The estimated aggregate IAS19 deficit for the DB schemes of FTSE350 companies stood at £116 billion (equivalent to a funding ratio of 83%) at 31 July 2014 compared to £112 billion (equivalent to a funding ratio of 84%) at 30 June 2014, according to data from Mercer.
Mercer’s Pensions Risk Survey data shows that the accounting deficit of defined benefit (DB) pension schemes for the UK’s largest 350 companies increased significantly during July.
At 31 July 2014, asset values were £583bn (representing an increase of £2bn compared to the corresponding figure of £581bn as at 30 June 2014), and liability values were £699bn (representing an increase of £6bn compared to the corresponding figure of £693bn at 30 June 2014). As at 31 December 2013, pension scheme deficits stood at £96bn corresponding to a funding ratio of 85%.
"Despite intermittent improvements in funding levels, the broad trend of a gradually increasing month-end deficit, witnessed since the start of the year, continued over July," said Ali Tayyebi, Senior Partner in Mercer’s Retirement business. "Employers’ cash contributions are decided based on the scheme’s deficit, which in turn is calculated based on funding levels agreed between the employer and the trustees.
So for many companies this deficit is now often considerably lower than the IAS19 accounting deficit that they are required to calculate and report on in their accounts. The gap between these two deficits is unlikely to shrink unless there is a significant change in financial market conditions."

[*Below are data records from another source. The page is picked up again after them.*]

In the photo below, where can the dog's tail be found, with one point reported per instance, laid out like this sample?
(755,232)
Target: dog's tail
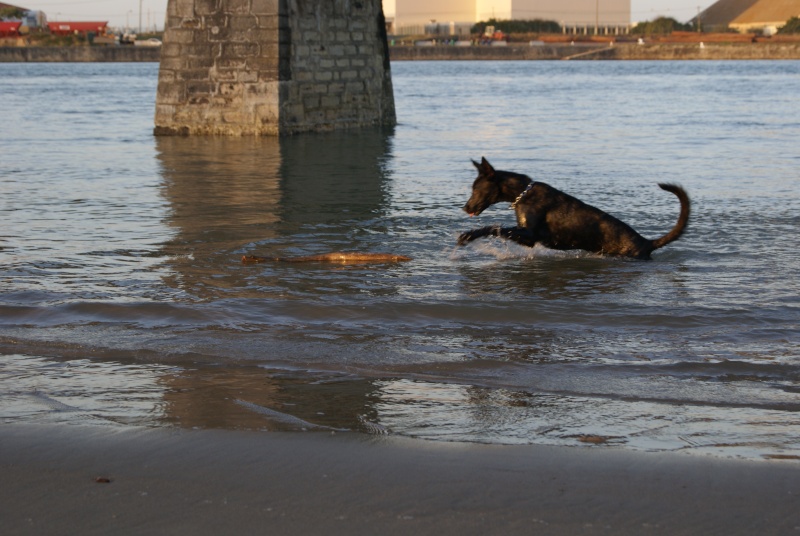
(683,218)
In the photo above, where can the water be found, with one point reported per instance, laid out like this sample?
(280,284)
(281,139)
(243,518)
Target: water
(123,301)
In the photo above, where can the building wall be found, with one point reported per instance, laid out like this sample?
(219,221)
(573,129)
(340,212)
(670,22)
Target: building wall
(575,12)
(492,9)
(421,12)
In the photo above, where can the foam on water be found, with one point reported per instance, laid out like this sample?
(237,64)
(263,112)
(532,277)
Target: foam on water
(122,294)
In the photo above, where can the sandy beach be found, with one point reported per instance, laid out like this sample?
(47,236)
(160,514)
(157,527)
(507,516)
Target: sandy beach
(106,480)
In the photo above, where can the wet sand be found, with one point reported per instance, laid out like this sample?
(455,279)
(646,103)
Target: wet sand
(169,481)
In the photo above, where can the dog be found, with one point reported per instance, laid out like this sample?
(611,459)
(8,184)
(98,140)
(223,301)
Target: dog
(341,257)
(557,220)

Adrian Hartshorn, Senior Partner in Mercer’s Financial Strategy Group, added: "As the fall in funding levels used for accounting purposes is not being mirrored in the funding levels used by scheme trustees to determine cash contributions, there are opportunities for pension scheme sponsors to negotiate lower cash contributions and also to take advantage of higher funding levels by implementing risk management actions through changes to investment strategy. They can also take advantage of the additional flexibility introduced by the Chancellor’s March Budget now confirmed by the subsequent consultation exercise."

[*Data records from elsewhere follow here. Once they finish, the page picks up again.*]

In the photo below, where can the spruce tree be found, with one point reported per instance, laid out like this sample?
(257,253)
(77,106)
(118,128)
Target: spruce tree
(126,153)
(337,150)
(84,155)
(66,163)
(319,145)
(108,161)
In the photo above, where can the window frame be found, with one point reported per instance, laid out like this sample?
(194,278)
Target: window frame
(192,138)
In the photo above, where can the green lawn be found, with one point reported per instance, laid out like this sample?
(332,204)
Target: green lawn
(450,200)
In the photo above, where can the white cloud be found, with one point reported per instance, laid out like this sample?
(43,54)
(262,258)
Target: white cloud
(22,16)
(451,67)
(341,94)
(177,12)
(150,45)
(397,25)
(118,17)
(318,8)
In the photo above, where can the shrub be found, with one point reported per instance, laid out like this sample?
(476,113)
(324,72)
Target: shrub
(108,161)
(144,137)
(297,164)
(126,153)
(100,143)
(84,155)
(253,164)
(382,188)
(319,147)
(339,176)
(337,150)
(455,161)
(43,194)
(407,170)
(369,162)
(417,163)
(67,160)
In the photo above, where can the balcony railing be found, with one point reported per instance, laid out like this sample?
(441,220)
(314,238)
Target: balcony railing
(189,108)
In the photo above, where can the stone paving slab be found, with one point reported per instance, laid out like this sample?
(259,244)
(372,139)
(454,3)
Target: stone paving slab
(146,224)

Mercer’s data relates to about 50% of all UK pension scheme liabilities and analyses pension deficits calculated using the approach companies have to adopt for their corporate accounts. The data underlying the survey is refreshed as companies report their year-end accounts. Other measures are also relevant for trustees and employers considering their risk exposure. But data published by the Pensions Regulator and elsewhere tells a similar story.